Chennai: While the entire nation has been seeing protests against the Citizenship Amendment Act, protesters in Chennai have been complaining that the city police have been denying permission for any kind of protest, allegedly on flimsy grounds. 

According to sources, when the anti-CAA protests were heating up in all major cities, Chennai had also seen a series of low-key, peaceful protests, mostly focused around the Valluvarkottam. No incident of violence has been reported during the protests in Valluvarkottam and on most days, the protesters reportedly sang the national anthem before dispersing peacefully. However, the city police began booking the protesters under the Madras Police Act since the last week of December, making it nearly impossible for protesters to congregate anywhere in the city. Mostly, the cops have been citing traffic and safety reasons to deny protests though people have asked several unimportant stretches in the city and tried to get permission during the lean times of the day. 

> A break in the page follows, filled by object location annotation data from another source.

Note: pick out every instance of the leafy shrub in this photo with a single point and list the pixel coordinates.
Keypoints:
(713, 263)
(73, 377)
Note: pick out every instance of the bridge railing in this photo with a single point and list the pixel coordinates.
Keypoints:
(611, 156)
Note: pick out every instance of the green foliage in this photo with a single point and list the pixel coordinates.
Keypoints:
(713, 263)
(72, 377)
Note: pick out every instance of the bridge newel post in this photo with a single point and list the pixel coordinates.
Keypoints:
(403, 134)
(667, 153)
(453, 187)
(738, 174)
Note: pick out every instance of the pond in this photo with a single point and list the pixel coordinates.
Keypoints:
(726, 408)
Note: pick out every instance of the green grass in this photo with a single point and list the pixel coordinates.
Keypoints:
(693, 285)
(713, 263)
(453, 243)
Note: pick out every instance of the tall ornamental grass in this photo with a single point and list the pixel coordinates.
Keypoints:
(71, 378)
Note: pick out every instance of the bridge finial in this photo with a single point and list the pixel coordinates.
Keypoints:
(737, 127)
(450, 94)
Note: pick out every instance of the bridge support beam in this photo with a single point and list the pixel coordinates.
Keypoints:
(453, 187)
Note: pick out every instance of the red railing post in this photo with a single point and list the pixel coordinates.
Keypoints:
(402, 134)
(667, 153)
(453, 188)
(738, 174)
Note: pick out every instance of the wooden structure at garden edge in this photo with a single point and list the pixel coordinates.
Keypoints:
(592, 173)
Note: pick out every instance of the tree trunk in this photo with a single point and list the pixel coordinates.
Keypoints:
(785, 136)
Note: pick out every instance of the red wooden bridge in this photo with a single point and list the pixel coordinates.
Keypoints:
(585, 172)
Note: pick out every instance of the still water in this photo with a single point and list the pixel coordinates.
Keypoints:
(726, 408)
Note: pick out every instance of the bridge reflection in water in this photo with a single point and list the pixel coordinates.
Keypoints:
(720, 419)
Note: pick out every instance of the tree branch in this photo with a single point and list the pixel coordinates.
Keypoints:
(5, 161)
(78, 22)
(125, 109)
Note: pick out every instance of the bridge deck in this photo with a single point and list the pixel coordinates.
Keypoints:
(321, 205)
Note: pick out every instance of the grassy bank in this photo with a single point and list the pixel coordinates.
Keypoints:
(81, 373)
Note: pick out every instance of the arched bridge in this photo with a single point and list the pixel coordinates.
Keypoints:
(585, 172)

Activists are now contesting the Chennai Police's latest statement which 'regulates' all processions, demonstrations, fasts, human chains, meetings, and assemblies within the city limits. The case, which is being heard by the Madras High Court, argues that the prohibitory orders, which has been issued every 15 days in the city since the beginning of the issue, restricts the constitutional right to gather and protest peacefully.

Chennai being the only metropolitan city in the south, protesters are disappointed that the cops have been 'trying to suppress' secular protests. The ruling AIADMK government had voted in support of the act even though their founder, the illustrious MGR, would himself have found it difficult to prove his nationality under the amendment, as the Sri Lankan refugees are completely excluded from it.